Ratgeber: Garten

 
 

Seltener Zauber: Gelbe Pfingstrosen
Gelbe Pfingstrosen sind in den Gärten nicht sehr häufig anzutreffen. Schliesslich existieren sie auch erst seit 1908. Doch woher kommen sie? Und welche sind die schönsten und robustesten Sorten?
20.08.2013 Walter Good (Bild & Text), Livia Hofer (Bild)

Paeonia ‹Souvenir du Professeur Maxime Cornu›
Ende des 18. Jahrhunderts gelangten die ersten Pfingstrosen aus China und Japan nach Europa. Diese Päonien – wie Pfingstrosen auch heissen – blühten alle in den Farben zwischen Weiss, Rot und Rosa.
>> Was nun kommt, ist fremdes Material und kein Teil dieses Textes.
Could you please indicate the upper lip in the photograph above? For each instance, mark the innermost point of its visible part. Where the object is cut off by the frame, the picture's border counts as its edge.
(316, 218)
Seltsamerweise wurden die gelb blühenden Wildarten der Strauchpäonien im alten China verschmäht, obwohl sie Blüten in der kaiserlichen Farbe Gelb entfalten. Vermutlich waren diese gelb blühenden Wildarten der Strauchpäonien aufgrund ihrer kleinen Blüten in chinesischen Gärten nicht beliebt.

Erste Züchtung
Doch wie kamen nun die gelben Strauchpäonien nach Europa? 1887 sandte Pater Pierre Jean Marie Delavay (1834 bis 1895) die ersten Samen der gelb blühenden Strauch-Pfingstrose (Paeonia lutea) von China nach Frankreich, wo sie 1891 zum ersten Mal in Europa erblühte. Der französische Botanikprofessor Maxime Cornu (1843 bis 1901), damaliger Direktor des Jardin des Plantes in Paris, beschrieb sie folgendermassen: «Die Blüte ist goldgelb mit einigen karminroten Flecken tief unten an der Basis und hat einen Durchmesser von 4 bis 5 cm.»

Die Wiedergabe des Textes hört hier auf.